Matplotlib Tutorial (Part 8): Plotting Time Series Data
Based on Corey Schafer's video on YouTube. If you like this content, support the original creators by watching, liking and subscribing to their content.
Plot time series by passing datetime objects as the x-axis and numeric values as the y-axis using `plt.plot_date`.
Briefing
Time-series plotting in Matplotlib hinges on treating dates as real datetime objects—not plain strings—and then using Matplotlib’s date formatting tools to make the x-axis readable. The tutorial starts with a simple seven-day dataset created directly in Python, plots it with `plt.plot_date`, and then adjusts the line style so points connect into a continuous trend. From there, it focuses on two practical upgrades that matter in real charts: automatic rotation/alignment of date tick labels and custom date label formats (like “May 24” instead of the default year-month-day).
The first example builds a list of consecutive `datetime` values and a matching list of y-values. Plotting is straightforward: pass dates as the x-axis and the numeric series as the y-axis. The initial output may show markers rather than a line, but setting `linestyle='solid'` produces a connected time series; markers can be disabled with `marker=None` if desired. To improve readability, the chart uses Matplotlib’s figure-level auto-formatting for dates—calling `autofmt_xdate()` on the current figure—so tick labels rotate and spread out instead of bunching together.
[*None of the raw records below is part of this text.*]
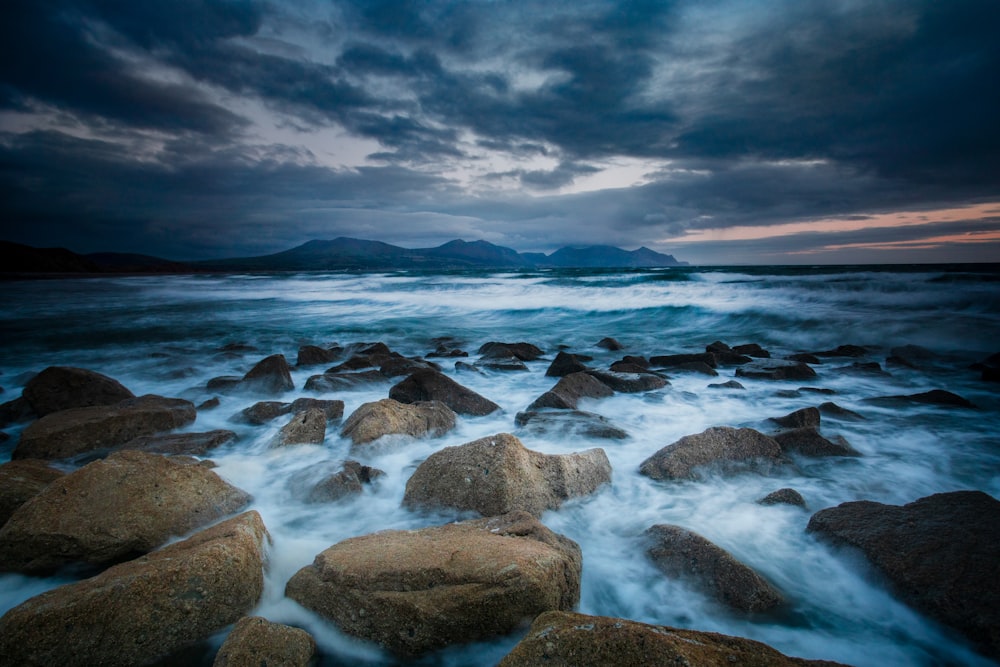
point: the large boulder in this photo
(372, 421)
(271, 375)
(684, 554)
(414, 591)
(20, 481)
(569, 390)
(64, 387)
(497, 474)
(565, 639)
(257, 642)
(146, 609)
(112, 510)
(430, 385)
(941, 554)
(77, 431)
(722, 447)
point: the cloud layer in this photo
(194, 128)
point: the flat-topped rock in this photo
(422, 590)
(430, 385)
(566, 639)
(940, 553)
(388, 416)
(113, 510)
(76, 431)
(723, 448)
(497, 474)
(63, 387)
(143, 610)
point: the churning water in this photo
(163, 335)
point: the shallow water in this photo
(163, 335)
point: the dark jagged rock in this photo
(630, 383)
(113, 510)
(752, 350)
(313, 355)
(138, 612)
(426, 589)
(77, 431)
(933, 397)
(721, 447)
(64, 387)
(609, 343)
(523, 351)
(20, 481)
(271, 375)
(564, 364)
(565, 639)
(799, 418)
(429, 385)
(191, 444)
(674, 360)
(684, 554)
(568, 423)
(783, 497)
(566, 393)
(374, 420)
(776, 369)
(941, 554)
(497, 474)
(808, 442)
(257, 642)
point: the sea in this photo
(169, 334)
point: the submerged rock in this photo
(143, 610)
(568, 423)
(372, 421)
(112, 510)
(20, 481)
(430, 385)
(63, 387)
(257, 642)
(684, 554)
(721, 447)
(941, 553)
(414, 591)
(566, 639)
(77, 431)
(497, 474)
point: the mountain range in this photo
(338, 254)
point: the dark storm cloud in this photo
(755, 113)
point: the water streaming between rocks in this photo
(164, 335)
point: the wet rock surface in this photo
(425, 589)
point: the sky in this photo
(720, 131)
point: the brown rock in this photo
(137, 612)
(684, 554)
(371, 421)
(257, 642)
(64, 387)
(723, 447)
(192, 444)
(112, 510)
(941, 553)
(497, 474)
(429, 385)
(305, 428)
(566, 394)
(415, 591)
(80, 430)
(271, 375)
(20, 481)
(564, 639)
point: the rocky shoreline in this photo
(101, 481)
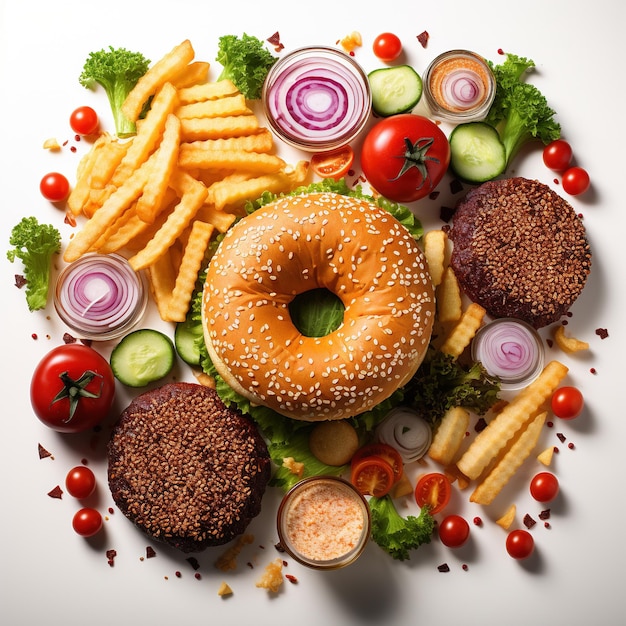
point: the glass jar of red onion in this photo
(317, 98)
(459, 86)
(100, 296)
(510, 349)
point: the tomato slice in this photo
(384, 451)
(372, 476)
(433, 490)
(334, 164)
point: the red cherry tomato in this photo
(453, 531)
(72, 388)
(80, 482)
(520, 544)
(387, 47)
(372, 476)
(544, 487)
(84, 121)
(575, 181)
(384, 451)
(54, 187)
(404, 157)
(567, 402)
(334, 164)
(557, 155)
(433, 490)
(87, 522)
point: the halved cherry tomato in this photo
(334, 164)
(372, 476)
(384, 451)
(433, 490)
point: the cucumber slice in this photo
(142, 357)
(186, 337)
(476, 152)
(394, 89)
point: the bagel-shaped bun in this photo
(350, 247)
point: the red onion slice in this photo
(407, 432)
(511, 350)
(317, 98)
(100, 296)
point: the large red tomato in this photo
(405, 156)
(72, 388)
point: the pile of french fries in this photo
(199, 153)
(496, 453)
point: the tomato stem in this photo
(74, 390)
(416, 155)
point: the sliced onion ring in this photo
(100, 296)
(511, 350)
(407, 432)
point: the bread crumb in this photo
(272, 577)
(228, 560)
(224, 590)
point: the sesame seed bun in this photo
(520, 250)
(348, 246)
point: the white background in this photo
(49, 575)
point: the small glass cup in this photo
(100, 297)
(318, 78)
(459, 86)
(324, 522)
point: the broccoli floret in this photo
(398, 535)
(246, 62)
(519, 112)
(117, 70)
(35, 244)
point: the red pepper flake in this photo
(57, 492)
(111, 554)
(481, 424)
(20, 281)
(545, 514)
(193, 562)
(43, 453)
(423, 38)
(275, 41)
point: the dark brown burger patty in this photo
(186, 469)
(520, 250)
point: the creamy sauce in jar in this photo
(324, 522)
(459, 86)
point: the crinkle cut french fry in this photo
(464, 331)
(489, 442)
(148, 134)
(192, 198)
(449, 435)
(163, 165)
(486, 492)
(168, 67)
(190, 265)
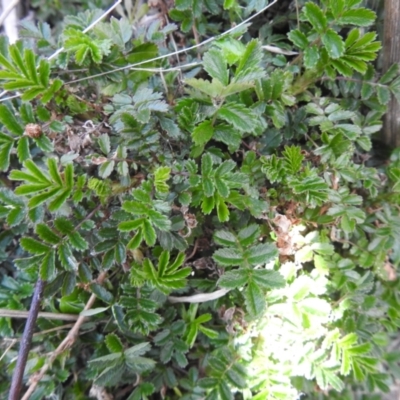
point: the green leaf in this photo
(66, 257)
(233, 279)
(293, 159)
(298, 38)
(208, 204)
(16, 216)
(134, 243)
(358, 17)
(5, 152)
(248, 235)
(251, 57)
(47, 234)
(224, 238)
(216, 66)
(206, 164)
(128, 226)
(311, 56)
(239, 116)
(333, 44)
(149, 234)
(77, 241)
(222, 210)
(7, 118)
(40, 198)
(254, 299)
(102, 293)
(161, 175)
(203, 133)
(106, 169)
(113, 343)
(390, 74)
(33, 246)
(47, 268)
(268, 279)
(315, 16)
(36, 172)
(228, 257)
(104, 143)
(261, 253)
(59, 200)
(383, 93)
(23, 149)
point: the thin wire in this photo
(131, 66)
(176, 52)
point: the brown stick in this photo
(47, 315)
(391, 55)
(64, 345)
(16, 383)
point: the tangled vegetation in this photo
(218, 215)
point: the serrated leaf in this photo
(249, 235)
(224, 238)
(390, 74)
(149, 234)
(254, 299)
(251, 57)
(208, 204)
(113, 343)
(298, 38)
(383, 93)
(261, 253)
(315, 16)
(106, 169)
(134, 243)
(233, 279)
(216, 66)
(239, 116)
(7, 118)
(15, 216)
(47, 268)
(268, 279)
(102, 293)
(333, 43)
(77, 241)
(23, 149)
(66, 257)
(47, 234)
(104, 143)
(228, 257)
(222, 210)
(5, 152)
(311, 56)
(33, 246)
(358, 17)
(161, 175)
(203, 133)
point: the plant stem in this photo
(65, 344)
(18, 375)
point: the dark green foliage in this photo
(248, 231)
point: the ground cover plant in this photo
(211, 224)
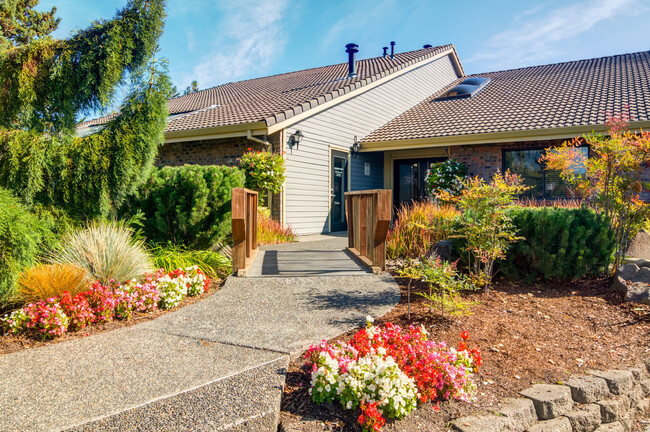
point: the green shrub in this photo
(558, 243)
(187, 205)
(171, 257)
(107, 250)
(21, 234)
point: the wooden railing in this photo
(244, 230)
(368, 214)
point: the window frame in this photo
(543, 152)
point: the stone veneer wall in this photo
(597, 402)
(224, 151)
(484, 159)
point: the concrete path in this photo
(219, 364)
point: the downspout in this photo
(249, 135)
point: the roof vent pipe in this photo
(351, 49)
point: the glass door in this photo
(339, 177)
(409, 179)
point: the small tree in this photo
(610, 180)
(485, 223)
(265, 171)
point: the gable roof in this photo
(538, 98)
(276, 98)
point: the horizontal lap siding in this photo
(307, 186)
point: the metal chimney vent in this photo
(352, 49)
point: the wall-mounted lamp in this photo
(354, 148)
(294, 139)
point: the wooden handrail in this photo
(368, 214)
(244, 229)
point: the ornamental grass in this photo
(107, 250)
(51, 280)
(417, 227)
(270, 231)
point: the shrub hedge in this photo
(21, 237)
(188, 205)
(559, 243)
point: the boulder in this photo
(550, 401)
(639, 247)
(633, 282)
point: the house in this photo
(381, 122)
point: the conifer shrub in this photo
(21, 234)
(558, 244)
(188, 205)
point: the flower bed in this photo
(103, 303)
(386, 372)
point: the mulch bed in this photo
(540, 333)
(10, 343)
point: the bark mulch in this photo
(528, 334)
(10, 343)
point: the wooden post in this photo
(369, 216)
(244, 229)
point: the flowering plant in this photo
(387, 371)
(264, 170)
(446, 177)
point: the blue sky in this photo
(217, 41)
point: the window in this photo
(545, 184)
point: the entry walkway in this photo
(319, 255)
(218, 364)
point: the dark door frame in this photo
(339, 225)
(423, 166)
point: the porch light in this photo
(294, 139)
(354, 149)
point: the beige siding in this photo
(308, 168)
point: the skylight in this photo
(466, 89)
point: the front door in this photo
(409, 181)
(339, 183)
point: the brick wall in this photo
(483, 160)
(225, 151)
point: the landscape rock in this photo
(614, 409)
(611, 427)
(645, 387)
(588, 389)
(634, 282)
(639, 372)
(639, 246)
(482, 423)
(585, 419)
(550, 401)
(520, 412)
(618, 381)
(560, 424)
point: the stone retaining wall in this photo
(599, 401)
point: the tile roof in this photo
(575, 93)
(275, 98)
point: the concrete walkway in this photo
(219, 364)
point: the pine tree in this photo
(46, 83)
(20, 23)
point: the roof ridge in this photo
(314, 68)
(560, 63)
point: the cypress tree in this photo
(45, 83)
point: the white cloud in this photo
(537, 37)
(249, 36)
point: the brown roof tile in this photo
(275, 98)
(574, 93)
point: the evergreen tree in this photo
(21, 24)
(44, 85)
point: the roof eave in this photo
(492, 138)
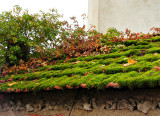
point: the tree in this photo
(22, 33)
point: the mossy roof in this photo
(96, 70)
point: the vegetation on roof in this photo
(86, 59)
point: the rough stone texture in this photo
(139, 102)
(87, 107)
(110, 104)
(29, 108)
(145, 106)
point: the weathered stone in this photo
(1, 109)
(13, 105)
(93, 102)
(6, 106)
(29, 108)
(111, 105)
(19, 106)
(48, 106)
(101, 104)
(124, 104)
(145, 106)
(132, 101)
(87, 107)
(159, 104)
(39, 106)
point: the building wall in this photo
(136, 15)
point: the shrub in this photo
(23, 34)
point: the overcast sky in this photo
(68, 8)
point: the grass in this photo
(96, 71)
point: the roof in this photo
(131, 64)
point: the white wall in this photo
(137, 15)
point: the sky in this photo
(68, 8)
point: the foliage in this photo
(23, 34)
(99, 71)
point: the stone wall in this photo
(137, 15)
(80, 102)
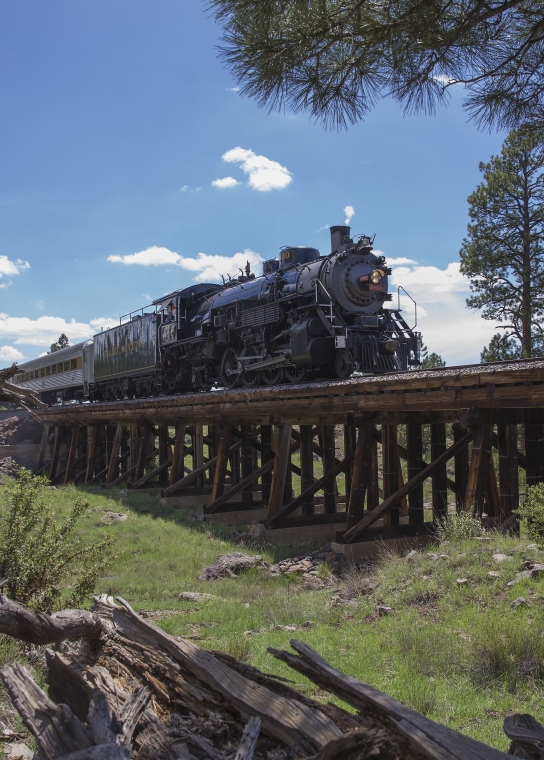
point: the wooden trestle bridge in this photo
(234, 449)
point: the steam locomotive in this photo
(307, 317)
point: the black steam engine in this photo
(307, 317)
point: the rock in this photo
(256, 530)
(383, 610)
(113, 517)
(227, 565)
(195, 596)
(18, 752)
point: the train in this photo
(307, 317)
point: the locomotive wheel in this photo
(343, 366)
(249, 379)
(295, 374)
(272, 376)
(229, 364)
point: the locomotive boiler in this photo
(307, 317)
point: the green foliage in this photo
(335, 58)
(39, 555)
(430, 361)
(458, 527)
(503, 253)
(531, 512)
(62, 342)
(510, 655)
(501, 348)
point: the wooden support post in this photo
(143, 450)
(56, 451)
(91, 452)
(373, 492)
(329, 461)
(508, 470)
(440, 477)
(306, 467)
(43, 448)
(69, 474)
(279, 472)
(414, 440)
(534, 454)
(353, 533)
(197, 434)
(125, 451)
(350, 443)
(222, 459)
(165, 454)
(362, 472)
(246, 458)
(134, 446)
(461, 469)
(478, 469)
(493, 502)
(113, 464)
(176, 470)
(266, 456)
(390, 458)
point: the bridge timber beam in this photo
(378, 453)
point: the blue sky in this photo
(116, 119)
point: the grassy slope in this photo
(460, 654)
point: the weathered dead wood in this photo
(360, 744)
(433, 740)
(527, 736)
(286, 719)
(57, 730)
(38, 628)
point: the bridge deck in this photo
(516, 384)
(260, 445)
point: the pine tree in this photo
(503, 253)
(336, 58)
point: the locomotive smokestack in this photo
(338, 233)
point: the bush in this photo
(532, 512)
(40, 556)
(459, 527)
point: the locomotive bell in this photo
(338, 234)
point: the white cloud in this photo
(208, 268)
(264, 174)
(225, 182)
(9, 267)
(349, 211)
(447, 326)
(10, 354)
(154, 256)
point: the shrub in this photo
(39, 556)
(532, 512)
(459, 527)
(508, 654)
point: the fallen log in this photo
(125, 689)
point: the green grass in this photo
(458, 653)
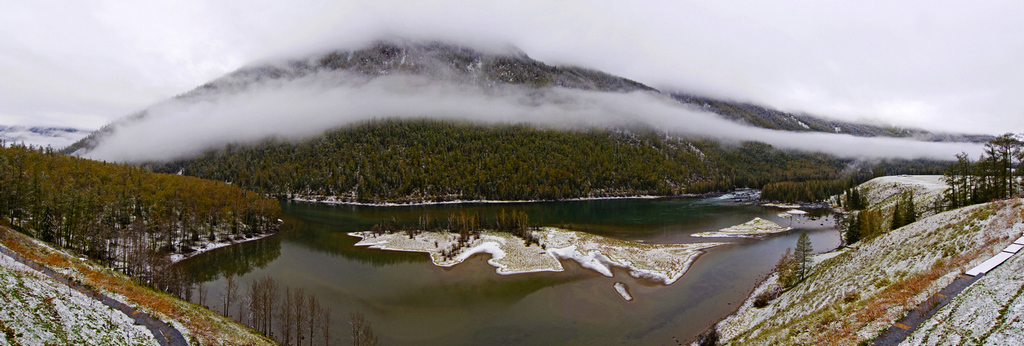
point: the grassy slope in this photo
(200, 325)
(38, 310)
(988, 312)
(856, 293)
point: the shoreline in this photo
(660, 262)
(762, 285)
(175, 258)
(457, 202)
(334, 201)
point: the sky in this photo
(941, 66)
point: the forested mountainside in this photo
(776, 120)
(404, 161)
(453, 63)
(122, 216)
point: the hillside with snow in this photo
(856, 293)
(39, 310)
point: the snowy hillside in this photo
(861, 291)
(988, 312)
(37, 310)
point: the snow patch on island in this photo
(623, 291)
(509, 254)
(752, 228)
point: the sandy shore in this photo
(663, 262)
(752, 228)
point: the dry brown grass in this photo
(204, 327)
(907, 293)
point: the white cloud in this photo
(942, 66)
(306, 106)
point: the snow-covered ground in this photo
(988, 312)
(885, 191)
(37, 310)
(336, 200)
(752, 228)
(662, 262)
(860, 291)
(206, 246)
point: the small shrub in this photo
(767, 296)
(709, 338)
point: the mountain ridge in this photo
(446, 62)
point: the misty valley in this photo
(409, 300)
(428, 192)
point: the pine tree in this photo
(803, 255)
(852, 228)
(786, 268)
(897, 219)
(910, 215)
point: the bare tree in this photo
(230, 292)
(263, 294)
(202, 292)
(326, 327)
(287, 317)
(363, 333)
(299, 312)
(315, 314)
(270, 297)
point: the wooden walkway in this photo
(903, 328)
(165, 334)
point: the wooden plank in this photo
(989, 264)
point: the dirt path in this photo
(902, 329)
(165, 334)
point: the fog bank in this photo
(307, 106)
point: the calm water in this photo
(411, 301)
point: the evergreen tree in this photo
(910, 215)
(803, 255)
(897, 219)
(852, 225)
(786, 268)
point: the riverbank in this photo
(210, 246)
(753, 228)
(199, 325)
(855, 293)
(38, 309)
(743, 196)
(510, 255)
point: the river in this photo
(411, 301)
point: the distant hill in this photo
(418, 160)
(55, 137)
(758, 116)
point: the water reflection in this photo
(233, 260)
(411, 301)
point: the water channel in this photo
(411, 301)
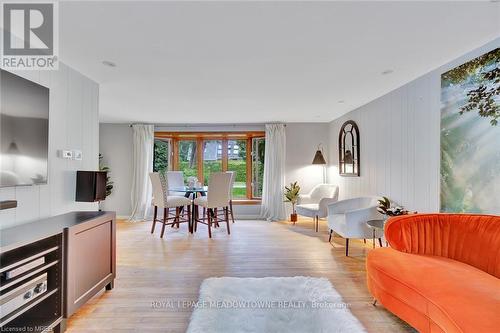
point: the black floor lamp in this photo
(319, 159)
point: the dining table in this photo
(191, 193)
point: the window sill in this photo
(247, 201)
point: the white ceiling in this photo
(238, 62)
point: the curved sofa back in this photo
(471, 239)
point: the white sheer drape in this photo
(143, 139)
(273, 207)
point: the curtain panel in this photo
(143, 140)
(273, 207)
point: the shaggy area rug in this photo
(272, 304)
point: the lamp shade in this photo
(318, 158)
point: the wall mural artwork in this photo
(470, 136)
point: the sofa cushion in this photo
(454, 296)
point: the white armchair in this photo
(315, 203)
(348, 218)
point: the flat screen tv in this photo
(24, 131)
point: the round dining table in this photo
(191, 193)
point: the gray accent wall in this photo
(400, 142)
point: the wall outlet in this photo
(77, 155)
(66, 154)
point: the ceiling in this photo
(253, 62)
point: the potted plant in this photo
(292, 196)
(384, 207)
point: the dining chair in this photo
(175, 179)
(161, 199)
(231, 185)
(217, 197)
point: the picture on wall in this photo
(470, 136)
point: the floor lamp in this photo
(319, 159)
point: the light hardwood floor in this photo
(150, 269)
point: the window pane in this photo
(237, 161)
(212, 158)
(258, 147)
(187, 159)
(161, 156)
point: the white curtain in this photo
(273, 207)
(143, 140)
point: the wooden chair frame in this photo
(176, 218)
(211, 216)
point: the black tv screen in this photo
(24, 131)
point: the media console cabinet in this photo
(50, 267)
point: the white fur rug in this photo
(272, 304)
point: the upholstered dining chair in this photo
(231, 185)
(217, 197)
(315, 203)
(175, 179)
(161, 199)
(348, 219)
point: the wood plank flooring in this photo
(151, 270)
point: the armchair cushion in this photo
(348, 217)
(316, 202)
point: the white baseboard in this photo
(248, 217)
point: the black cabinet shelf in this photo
(31, 286)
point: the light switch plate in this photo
(77, 155)
(67, 154)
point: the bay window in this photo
(200, 154)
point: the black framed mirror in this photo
(349, 149)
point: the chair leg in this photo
(231, 207)
(195, 218)
(177, 215)
(165, 216)
(226, 214)
(155, 215)
(209, 223)
(190, 222)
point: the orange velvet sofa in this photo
(441, 272)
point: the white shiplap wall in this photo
(400, 142)
(73, 124)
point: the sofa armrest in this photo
(305, 199)
(342, 206)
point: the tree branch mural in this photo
(470, 136)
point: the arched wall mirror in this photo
(349, 149)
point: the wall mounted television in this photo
(24, 131)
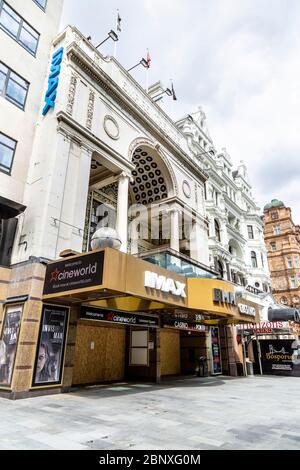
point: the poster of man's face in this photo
(9, 342)
(50, 351)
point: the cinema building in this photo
(149, 303)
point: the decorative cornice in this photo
(72, 128)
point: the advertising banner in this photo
(116, 316)
(277, 356)
(216, 351)
(51, 346)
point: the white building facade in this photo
(26, 33)
(236, 242)
(109, 144)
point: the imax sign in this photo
(164, 284)
(53, 80)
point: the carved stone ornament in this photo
(186, 189)
(90, 110)
(111, 127)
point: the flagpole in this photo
(147, 79)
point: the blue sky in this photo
(237, 59)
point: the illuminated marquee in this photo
(53, 80)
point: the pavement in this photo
(260, 412)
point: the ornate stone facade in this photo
(282, 239)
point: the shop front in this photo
(106, 316)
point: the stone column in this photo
(174, 233)
(122, 211)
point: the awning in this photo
(10, 209)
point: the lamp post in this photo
(142, 62)
(111, 35)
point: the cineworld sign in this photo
(53, 80)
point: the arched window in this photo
(217, 230)
(253, 259)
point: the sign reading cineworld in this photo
(53, 80)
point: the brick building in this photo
(282, 238)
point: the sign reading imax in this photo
(164, 284)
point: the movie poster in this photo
(51, 346)
(216, 351)
(9, 342)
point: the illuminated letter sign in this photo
(53, 80)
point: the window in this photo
(7, 152)
(12, 86)
(41, 3)
(253, 259)
(277, 229)
(217, 231)
(293, 282)
(250, 232)
(17, 28)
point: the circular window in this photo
(111, 127)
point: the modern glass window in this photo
(277, 229)
(16, 27)
(250, 232)
(12, 86)
(293, 282)
(253, 259)
(7, 152)
(41, 3)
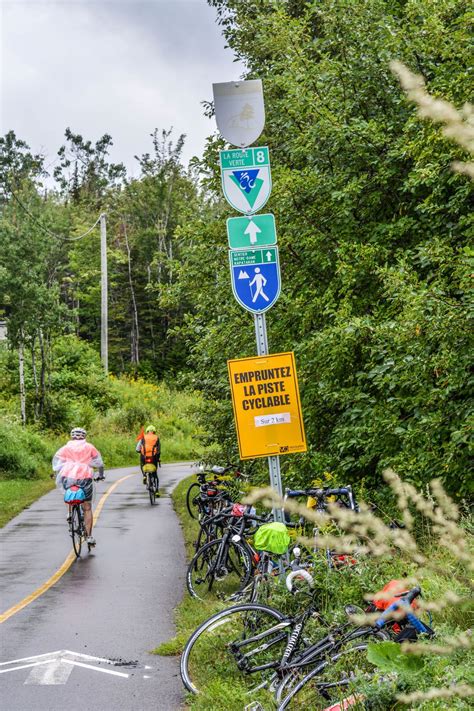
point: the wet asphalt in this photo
(115, 603)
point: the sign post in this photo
(265, 393)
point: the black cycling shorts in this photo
(87, 485)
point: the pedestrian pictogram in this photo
(239, 110)
(251, 231)
(246, 178)
(255, 278)
(55, 668)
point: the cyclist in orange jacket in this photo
(149, 447)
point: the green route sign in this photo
(253, 230)
(246, 178)
(249, 257)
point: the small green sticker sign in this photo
(246, 158)
(257, 230)
(249, 257)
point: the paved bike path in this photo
(115, 604)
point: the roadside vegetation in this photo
(443, 575)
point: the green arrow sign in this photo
(258, 231)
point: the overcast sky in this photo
(121, 67)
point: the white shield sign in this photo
(240, 112)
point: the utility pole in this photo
(104, 352)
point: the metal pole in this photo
(104, 353)
(274, 461)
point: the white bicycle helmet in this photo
(78, 433)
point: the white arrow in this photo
(55, 668)
(253, 231)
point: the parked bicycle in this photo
(223, 567)
(74, 497)
(318, 500)
(213, 490)
(345, 668)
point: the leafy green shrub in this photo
(23, 454)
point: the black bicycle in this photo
(342, 497)
(345, 667)
(77, 529)
(75, 519)
(223, 567)
(152, 482)
(277, 651)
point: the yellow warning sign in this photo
(267, 406)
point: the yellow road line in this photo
(65, 566)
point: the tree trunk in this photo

Next comes the key formatting step: changing how dates appear on the x-axis. The tutorial imports `matplotlib.dates` as `MPL dates` and uses `matplotlib.dates.DateFormatter` with a format string compatible with Python’s `strftime` codes. It then applies that formatter to the x-axis via `ax.xaxis.set_major_formatter(...)` after retrieving the current axis. The example uses abbreviated month, day, and four-digit year (e.g., `%b %d %Y`), resulting in labels like “May 24” rather than full numeric date strings.
The real-world section loads Bitcoin OHLCV data from a CSV using pandas. The CSV includes a `date` column plus columns such as open, high, low, close, adjusted close, and volume. The code initially plots `price_date` (from the CSV’s `date` column) against `price_close` using `plot_date`, but the x-axis renders incorrectly because the dates are still strings. A deliberate out-of-order date row demonstrates the problem: the chart places “May 17” at the end rather than at the correct chronological position.
The fix is twofold. First, convert the `date` column to pandas datetime objects with `pd.to_datetime(...)`, replacing the string values. Second, sort the data by date so the time series is ordered correctly; the tutorial uses `sort_values` (with `inplace=True`) to reorder the DataFrame without needing to reassign it. After these changes, Matplotlib receives properly typed datetimes, and the x-axis behaves as expected.
The session closes by previewing a follow-up on real-time plotting—useful for monitoring data that updates continuously from APIs or sensors—while reinforcing that the core workflow for time series is: parse dates correctly, sort chronologically, plot with `plot_date`, and then format the x-axis for human readability.
Cornell Notes
Matplotlib time-series charts work best when the x-axis uses true datetime objects rather than string dates. The tutorial first plots a small list of consecutive Python `datetime` values, then improves readability by connecting points with a solid line and using `autofmt_xdate()` to rotate and align tick labels. It then customizes x-axis labels with `matplotlib.dates.DateFormatter` and a `strftime`-style format string (e.g., abbreviated month, day, year). For CSV data (Bitcoin prices), it shows that plotting fails visually when the `date` column is still strings; converting with `pd.to_datetime` and sorting by date fixes both ordering and formatting.
Why do time-series plots break when dates come from a CSV as strings?
What is the simplest way to plot a basic time series with Matplotlib?
How does `autofmt_xdate()` improve date-axis readability?
How can x-axis date labels be reformatted (e.g., “May 24” instead of full numeric dates)?
What pandas steps ensure the CSV time series is plotted in correct chronological order?
Review Questions
- When would you choose `marker=None` versus leaving markers on a time-series plot?
- What two changes are required to make a CSV-based date column plot correctly on the x-axis?
- How would you modify the `DateFormatter` format string to show day-of-week plus month and day?
Key Points
- 1
Plot time series by passing datetime objects as the x-axis and numeric values as the y-axis using `plt.plot_date`.
- 2
Use `linestyle='solid'` to connect points into a line when Matplotlib defaults to markers.
- 3
Call `autofmt_xdate()` on the current figure to rotate and align date tick labels for readability.
- 4
Customize x-axis date labels with `matplotlib.dates.DateFormatter` and a `strftime`-style format string, then apply it with `ax.xaxis.set_major_formatter(...)`.
- 5
When CSV dates appear out of order, convert the `date` column with `pd.to_datetime` so Matplotlib treats them as datetimes.
- 6
Sort the DataFrame by the converted datetime column (e.g., `sort_values(..., inplace=True)`) to ensure the plotted timeline is chronological.